This was my last chance.
If I didn’t take this job, I’d have to move.
Everything will be fine, as long as I can avoid him.
I never dreamed I’d lose my job for filing a sexual harassment complaint against my boss.
I was dead wrong.
For six3aft5 months, I’ve struggled to find a new job because my old boss blacklisted me from every advertising agency in the city.
I had one option left. One I didn’t want to have to take.
Accepting a job from my grandmother’s best friend would mean I’d have to see Logan again. The man who broke my heart fifteen years ago.
I’m an asshole.
I sabotage every relationship I’m ever in.
And it’s all because of her.
I hate the holidays.
My wife left me with a newborn baby on Christmas eve.

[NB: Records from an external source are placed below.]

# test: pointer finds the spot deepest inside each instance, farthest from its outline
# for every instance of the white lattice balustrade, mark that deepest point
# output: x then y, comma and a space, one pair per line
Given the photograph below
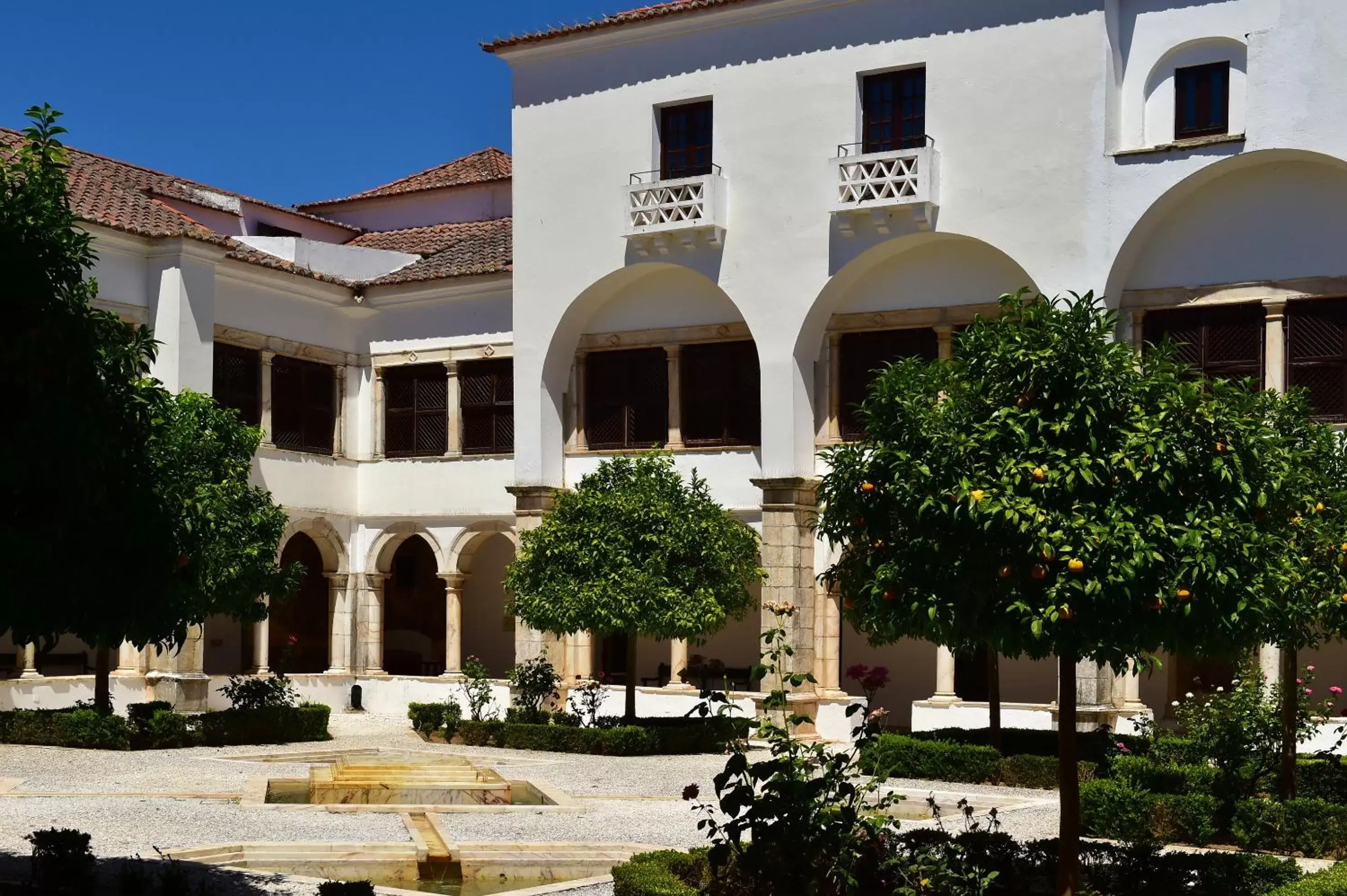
683, 210
877, 184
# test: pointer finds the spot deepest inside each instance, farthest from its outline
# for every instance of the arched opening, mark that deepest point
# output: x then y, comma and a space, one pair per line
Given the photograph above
414, 612
298, 631
488, 630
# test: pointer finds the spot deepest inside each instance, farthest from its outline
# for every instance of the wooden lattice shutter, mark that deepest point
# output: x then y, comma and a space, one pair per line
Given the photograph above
864, 356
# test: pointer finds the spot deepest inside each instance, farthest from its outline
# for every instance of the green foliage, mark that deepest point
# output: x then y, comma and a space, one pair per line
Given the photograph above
638, 550
1331, 881
252, 691
1308, 826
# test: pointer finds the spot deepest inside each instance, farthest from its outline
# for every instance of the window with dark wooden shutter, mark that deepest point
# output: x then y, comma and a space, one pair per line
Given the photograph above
1316, 355
237, 380
627, 399
720, 397
302, 404
415, 410
893, 111
686, 141
1217, 343
487, 399
1202, 100
864, 356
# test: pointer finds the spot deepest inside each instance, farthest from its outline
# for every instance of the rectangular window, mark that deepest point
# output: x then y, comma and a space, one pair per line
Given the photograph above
302, 404
627, 399
1202, 100
686, 141
864, 356
1316, 355
237, 380
415, 410
487, 398
893, 111
720, 394
1215, 341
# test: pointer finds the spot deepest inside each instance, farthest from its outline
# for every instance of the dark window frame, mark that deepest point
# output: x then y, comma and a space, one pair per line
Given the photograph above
720, 390
415, 410
1202, 100
230, 389
893, 111
487, 406
687, 133
309, 425
621, 402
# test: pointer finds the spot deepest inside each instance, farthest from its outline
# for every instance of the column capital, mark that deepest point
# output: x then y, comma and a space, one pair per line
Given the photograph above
789, 491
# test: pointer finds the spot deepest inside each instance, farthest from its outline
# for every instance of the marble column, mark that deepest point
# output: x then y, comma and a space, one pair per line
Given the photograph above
454, 411
675, 434
789, 511
267, 433
338, 631
26, 660
453, 623
369, 625
945, 691
262, 645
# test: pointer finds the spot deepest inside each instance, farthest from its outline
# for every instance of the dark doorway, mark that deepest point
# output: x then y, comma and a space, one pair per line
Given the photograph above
414, 612
298, 630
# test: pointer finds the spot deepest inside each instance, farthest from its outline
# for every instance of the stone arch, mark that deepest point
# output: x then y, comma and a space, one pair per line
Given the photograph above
325, 537
386, 545
1259, 217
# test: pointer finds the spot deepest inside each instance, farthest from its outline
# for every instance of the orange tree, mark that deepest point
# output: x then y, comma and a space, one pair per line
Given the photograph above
1045, 494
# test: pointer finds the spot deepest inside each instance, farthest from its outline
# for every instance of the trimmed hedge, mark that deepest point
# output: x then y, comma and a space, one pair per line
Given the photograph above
1331, 881
686, 736
1308, 826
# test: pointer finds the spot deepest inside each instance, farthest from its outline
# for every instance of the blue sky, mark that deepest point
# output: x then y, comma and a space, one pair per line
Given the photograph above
287, 100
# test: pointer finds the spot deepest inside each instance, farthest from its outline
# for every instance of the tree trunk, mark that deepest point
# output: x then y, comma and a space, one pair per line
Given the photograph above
1290, 704
1069, 781
631, 680
102, 684
994, 697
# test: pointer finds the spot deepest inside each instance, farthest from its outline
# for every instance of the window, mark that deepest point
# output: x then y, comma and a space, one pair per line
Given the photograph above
302, 404
262, 228
1316, 355
627, 399
237, 380
487, 391
686, 141
864, 355
1217, 341
893, 111
415, 410
1202, 100
720, 394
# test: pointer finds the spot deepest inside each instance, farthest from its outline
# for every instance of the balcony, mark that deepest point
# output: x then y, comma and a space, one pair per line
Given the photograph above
877, 184
676, 212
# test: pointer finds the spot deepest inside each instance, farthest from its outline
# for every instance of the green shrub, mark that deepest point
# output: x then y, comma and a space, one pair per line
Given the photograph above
1331, 881
1112, 809
1038, 771
662, 874
903, 756
266, 725
1322, 779
1308, 826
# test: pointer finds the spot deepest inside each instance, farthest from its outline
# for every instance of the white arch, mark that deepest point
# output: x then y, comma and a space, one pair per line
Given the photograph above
325, 535
464, 549
380, 558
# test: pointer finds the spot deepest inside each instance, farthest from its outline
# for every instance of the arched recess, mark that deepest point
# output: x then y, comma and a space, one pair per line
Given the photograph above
1260, 217
655, 296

I should’ve known better than to marry her in the first place. I didn’t love her. She wasn’t Madison.
No woman was Madison.
But I’d screwed that up when I ran away from her because I young, stupid, and scared. I never expected to see her again, but when she walks back into my life, everything around me crumbles.
I have to find a way to make her mine . . . again.
Forced to share a cabin at a Vermont Mountain resort during an early blizzard, Logan realizes he still wants Madison just as much as he did fifteen years ago. But is Madison willing to risk her heart again for the man who crushed her? Or will she close herself off to him for good?